Adegannya terkesan alami, nggak dibuat-buat atau didramatisasi (mungkin karena emang kisah nyata ya). Seperti saat Hanum marah karena merasa agamanya diejek, kebimbangan Rangga, ataupun hubungan Hanum-Rangga yang normal. Tahu kan, biasanya di film-film kan suami-istri mesra banget. Lah, di sini, normal banget: ya ketawa, ya ngambek, ya mesra juga tentunya. Dan makanannya! Dalam film-film yang setting-nya di Barat, seringkali makanannya adalah makanan Barat pula. Di sini, pasangan Hanum-Rangga kelihatan Indonesia banget. Makan pake tangan, lauknya krupuk dan ikan asin. Mahasiswa di perantauan banget lah, yang justru bikin alami karena mana ada sih mahasiswa perantauan yang tiap hari makan fine-dining (kecuali emang kaya).

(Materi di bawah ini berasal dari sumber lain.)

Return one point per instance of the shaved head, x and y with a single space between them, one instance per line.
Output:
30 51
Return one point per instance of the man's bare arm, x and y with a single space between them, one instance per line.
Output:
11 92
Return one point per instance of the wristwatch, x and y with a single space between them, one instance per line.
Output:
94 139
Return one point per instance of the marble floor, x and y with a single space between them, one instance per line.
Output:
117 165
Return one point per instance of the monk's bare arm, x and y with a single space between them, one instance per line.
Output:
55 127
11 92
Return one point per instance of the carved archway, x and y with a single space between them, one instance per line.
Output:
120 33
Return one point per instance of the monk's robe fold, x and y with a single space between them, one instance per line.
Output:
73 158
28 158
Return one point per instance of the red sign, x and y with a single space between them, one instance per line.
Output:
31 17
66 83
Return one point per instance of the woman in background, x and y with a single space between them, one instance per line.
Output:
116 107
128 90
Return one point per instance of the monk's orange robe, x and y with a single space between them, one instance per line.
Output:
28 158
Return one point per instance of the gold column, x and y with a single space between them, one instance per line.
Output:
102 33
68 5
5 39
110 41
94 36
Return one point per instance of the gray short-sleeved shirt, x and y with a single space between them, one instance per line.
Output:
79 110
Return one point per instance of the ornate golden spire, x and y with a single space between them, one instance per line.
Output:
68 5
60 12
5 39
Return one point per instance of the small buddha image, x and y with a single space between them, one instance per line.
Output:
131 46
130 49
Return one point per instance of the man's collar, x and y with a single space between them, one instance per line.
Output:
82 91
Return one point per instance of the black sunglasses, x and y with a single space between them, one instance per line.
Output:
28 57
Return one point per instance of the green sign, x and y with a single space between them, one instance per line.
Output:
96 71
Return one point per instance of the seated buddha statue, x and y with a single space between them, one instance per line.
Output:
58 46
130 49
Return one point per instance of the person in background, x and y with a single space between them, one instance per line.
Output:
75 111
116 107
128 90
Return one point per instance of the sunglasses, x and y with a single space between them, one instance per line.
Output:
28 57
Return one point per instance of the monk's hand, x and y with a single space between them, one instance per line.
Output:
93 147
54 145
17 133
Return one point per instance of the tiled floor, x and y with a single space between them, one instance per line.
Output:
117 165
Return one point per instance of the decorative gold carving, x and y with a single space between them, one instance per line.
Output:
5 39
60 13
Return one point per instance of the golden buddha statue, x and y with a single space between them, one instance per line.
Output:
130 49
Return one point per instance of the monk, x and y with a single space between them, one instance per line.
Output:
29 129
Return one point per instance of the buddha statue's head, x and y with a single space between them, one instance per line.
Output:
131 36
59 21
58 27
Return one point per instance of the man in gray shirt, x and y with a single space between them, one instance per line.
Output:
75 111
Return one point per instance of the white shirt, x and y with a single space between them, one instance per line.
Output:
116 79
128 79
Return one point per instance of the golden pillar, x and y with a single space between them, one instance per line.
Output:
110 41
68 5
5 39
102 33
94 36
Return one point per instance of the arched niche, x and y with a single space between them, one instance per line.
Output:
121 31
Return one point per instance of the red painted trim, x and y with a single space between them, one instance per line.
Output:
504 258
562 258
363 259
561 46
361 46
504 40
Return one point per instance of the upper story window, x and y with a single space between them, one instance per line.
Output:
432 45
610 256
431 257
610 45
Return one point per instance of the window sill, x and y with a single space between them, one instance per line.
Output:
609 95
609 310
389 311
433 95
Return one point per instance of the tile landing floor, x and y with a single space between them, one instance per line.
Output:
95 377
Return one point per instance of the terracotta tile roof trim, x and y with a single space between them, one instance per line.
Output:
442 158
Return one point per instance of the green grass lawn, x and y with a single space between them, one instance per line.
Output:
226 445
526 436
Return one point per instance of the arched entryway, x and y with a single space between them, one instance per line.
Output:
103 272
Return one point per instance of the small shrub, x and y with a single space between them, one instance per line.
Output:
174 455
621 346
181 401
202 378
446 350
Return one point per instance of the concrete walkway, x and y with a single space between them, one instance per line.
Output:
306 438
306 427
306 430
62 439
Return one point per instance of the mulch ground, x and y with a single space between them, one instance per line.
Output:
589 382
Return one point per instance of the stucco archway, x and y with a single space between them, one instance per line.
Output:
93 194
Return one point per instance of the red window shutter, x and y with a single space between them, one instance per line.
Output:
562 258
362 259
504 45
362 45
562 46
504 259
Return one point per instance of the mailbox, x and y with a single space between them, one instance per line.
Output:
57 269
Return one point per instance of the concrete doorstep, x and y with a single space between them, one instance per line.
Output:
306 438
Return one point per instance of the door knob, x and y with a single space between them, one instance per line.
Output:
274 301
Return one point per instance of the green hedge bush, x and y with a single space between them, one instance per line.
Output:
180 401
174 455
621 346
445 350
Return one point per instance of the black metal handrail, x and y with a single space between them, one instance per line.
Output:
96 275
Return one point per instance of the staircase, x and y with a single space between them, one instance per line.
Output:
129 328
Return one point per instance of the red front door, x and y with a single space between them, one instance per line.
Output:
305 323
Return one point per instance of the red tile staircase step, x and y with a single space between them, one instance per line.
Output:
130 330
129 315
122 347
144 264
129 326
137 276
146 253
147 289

Film ini mirip, kalo nggak bisa dibilang persis, dengan yang ada di novel. Namun, di beberapa bagian memang ada yang dimodifikasi. Seperti adegan-adegan Rangga dan terutama ending yang mellow banget, yang nggak saya rasakan saat baca novelnya. Kalau baca novelnya, kita dapet substansinya, maka kalau lihat filmnya, saya dapet substansi plus feel-nya.
----------------------------------------------------------------
Pemeran:
Acha Septriasa sebagai Hanum Rais
Abimana Aryasatya sebagai Rangga Almahendra
Raline Shah sebagai Fatma Pasha
Geccha Tavvara sebagai Ayse
Dewi Sandra sebagai Marion
Nino Fernandez sebagai Stefan
Alex Abbad sebagai Khan
Marissa Nasution sebagai Marja
Dian Pelangi sebagai Latife (teman Fatma)
Hanum Rais sebagai Ezra (teman Fatma)
Sutradara:
Guntur Soeharjanto
Soundtrack:
Cahaya di Langit Itu - Fatin Shidqia Lubis
FYI, film berlanjut ke Part 2. Belum tahu kapan rilisnya.